ESPN does The Bartman

September 26, 2011

No, not the music video from The Simpsons, but one of their excellent “30 for 30” documentary films.

Catching Hell, which also tells the story of Bill Buckner’s ill-timed error in game Six of the 1986 World Series,  airs tomorrow on ESPN at 8 p.m. EST. It is one of the entries in the Baseball Hall of Fame Film Festival, which begins Sept. 30.

From the website:

In the eighth inning of Game 6 of the 2003 National League Championship Series at Wrigley Field, Cubs fans had every reason to believe they would finally host a World Series for the first time since 1945. With their ace pitcher going strong, the Cubs led the Marlins 3-0, only five outs short of a pennant. And then the sky fell. Or a foul ball fell from the sky, tearing the cosmic fabric, when a home team fan, Steve Bartman, reaching for a foul pop fly, tipped the ball away from the outstretched glove of leaping Cubs left fielder Moises Alou, who seemed certain to make a spectacular catch.

As the TV cameras focused on the isolated fan, frozen in his seat and staring straight ahead as if in a trance, Cubs fans felt the familiar sense of doom and dread, one that quickly turned to anger as the Marlins then staged a lightning eight-run rally. Even though sure-handed shortstop Alex Gonzalez booted a routine inning-ending double-play ball and the Cubs still had a Game 7 left to try to win it and the mild-mannered Bartman made a sincere public apology, the fans focused their disappointment and rage on Bartman. He fulfilled the ancient need for a scapegoat to explain the inexplicable to Chicago — why, on the threshold of victory, the door was once more slammed in its face, capping a near-century of losing and frustration.

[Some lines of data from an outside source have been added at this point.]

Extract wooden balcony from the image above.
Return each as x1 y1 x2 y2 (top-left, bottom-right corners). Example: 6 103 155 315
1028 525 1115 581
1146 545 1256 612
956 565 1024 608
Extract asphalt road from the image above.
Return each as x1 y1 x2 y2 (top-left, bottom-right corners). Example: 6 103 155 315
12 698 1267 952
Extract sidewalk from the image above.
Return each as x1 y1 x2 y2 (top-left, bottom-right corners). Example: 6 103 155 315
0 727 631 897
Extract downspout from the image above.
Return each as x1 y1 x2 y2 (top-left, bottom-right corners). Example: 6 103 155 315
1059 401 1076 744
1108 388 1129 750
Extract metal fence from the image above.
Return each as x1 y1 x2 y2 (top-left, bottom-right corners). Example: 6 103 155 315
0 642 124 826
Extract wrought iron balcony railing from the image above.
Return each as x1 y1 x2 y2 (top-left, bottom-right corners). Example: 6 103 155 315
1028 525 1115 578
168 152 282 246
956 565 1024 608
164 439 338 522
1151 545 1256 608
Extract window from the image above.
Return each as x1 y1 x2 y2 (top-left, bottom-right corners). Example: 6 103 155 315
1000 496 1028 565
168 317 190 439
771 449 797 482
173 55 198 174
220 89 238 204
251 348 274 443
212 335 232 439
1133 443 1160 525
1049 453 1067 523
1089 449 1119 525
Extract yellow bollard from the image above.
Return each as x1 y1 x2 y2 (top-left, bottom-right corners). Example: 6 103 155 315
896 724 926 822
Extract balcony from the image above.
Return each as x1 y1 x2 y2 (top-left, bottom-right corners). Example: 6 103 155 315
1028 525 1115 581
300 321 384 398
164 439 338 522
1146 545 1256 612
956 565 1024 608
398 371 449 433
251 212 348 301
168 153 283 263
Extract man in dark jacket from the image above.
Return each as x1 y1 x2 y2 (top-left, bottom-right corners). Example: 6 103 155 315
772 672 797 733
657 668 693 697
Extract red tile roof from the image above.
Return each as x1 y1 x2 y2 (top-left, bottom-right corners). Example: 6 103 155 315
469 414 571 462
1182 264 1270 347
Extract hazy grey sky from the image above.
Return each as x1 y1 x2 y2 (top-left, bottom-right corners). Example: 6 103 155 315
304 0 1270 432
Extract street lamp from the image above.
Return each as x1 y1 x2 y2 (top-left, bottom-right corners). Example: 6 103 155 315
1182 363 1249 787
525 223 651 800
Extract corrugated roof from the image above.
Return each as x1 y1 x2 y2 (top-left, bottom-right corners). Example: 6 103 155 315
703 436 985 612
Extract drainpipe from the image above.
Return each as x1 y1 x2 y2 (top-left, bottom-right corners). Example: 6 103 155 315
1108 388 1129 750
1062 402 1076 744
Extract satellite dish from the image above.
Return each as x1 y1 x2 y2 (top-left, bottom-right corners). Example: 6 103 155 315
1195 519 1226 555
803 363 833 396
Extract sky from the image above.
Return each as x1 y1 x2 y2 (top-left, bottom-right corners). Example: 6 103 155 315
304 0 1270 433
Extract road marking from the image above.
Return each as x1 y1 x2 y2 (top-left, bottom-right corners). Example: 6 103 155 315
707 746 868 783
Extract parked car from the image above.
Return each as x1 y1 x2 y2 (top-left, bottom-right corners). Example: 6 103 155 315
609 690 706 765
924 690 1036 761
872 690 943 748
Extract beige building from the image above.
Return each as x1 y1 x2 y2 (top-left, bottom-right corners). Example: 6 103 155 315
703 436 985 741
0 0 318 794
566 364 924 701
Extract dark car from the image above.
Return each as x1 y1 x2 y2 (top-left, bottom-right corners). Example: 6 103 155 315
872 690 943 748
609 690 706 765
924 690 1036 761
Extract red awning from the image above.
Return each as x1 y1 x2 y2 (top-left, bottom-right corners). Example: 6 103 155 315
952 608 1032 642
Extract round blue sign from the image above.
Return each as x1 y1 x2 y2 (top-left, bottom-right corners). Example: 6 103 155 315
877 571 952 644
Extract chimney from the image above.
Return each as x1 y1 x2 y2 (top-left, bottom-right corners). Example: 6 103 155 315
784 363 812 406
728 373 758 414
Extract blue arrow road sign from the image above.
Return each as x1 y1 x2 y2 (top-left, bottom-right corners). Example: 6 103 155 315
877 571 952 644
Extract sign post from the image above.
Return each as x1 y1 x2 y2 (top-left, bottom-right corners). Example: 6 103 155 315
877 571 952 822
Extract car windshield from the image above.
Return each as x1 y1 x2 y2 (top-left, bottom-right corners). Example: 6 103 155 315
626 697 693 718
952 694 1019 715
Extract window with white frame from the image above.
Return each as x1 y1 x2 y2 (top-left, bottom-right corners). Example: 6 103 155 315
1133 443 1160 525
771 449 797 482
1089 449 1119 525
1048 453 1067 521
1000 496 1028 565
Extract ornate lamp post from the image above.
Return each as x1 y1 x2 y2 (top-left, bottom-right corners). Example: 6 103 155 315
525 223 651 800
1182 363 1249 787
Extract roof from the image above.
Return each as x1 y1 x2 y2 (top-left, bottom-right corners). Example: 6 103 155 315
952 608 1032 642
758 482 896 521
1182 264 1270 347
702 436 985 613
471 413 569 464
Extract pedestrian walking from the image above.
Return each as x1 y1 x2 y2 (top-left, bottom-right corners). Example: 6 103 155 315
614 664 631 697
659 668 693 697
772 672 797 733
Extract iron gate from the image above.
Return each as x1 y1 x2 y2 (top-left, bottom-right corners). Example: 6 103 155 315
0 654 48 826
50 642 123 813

In a shift from addressing social big-picture topics such as the Enron scandal, the fall of Eliot Spitzer and the detainment of innocent political prisoners, Oscar-winning documentarian Alex Gibney explores the unsettling phenomena of scapegoating in sports with intimate looks at Bartman and Red Sox first baseman Bill Buckner. The parallel stories are told in a suspense-filled style, made particularly chilling for Bartman. With never-before-seen footage of Game 6 from inside the stands of Wrigley Field, we see, step by step, how the Friendly Confines turned into a dark place as Cubs fans tried to hold Bartman to account for their collective nightmare.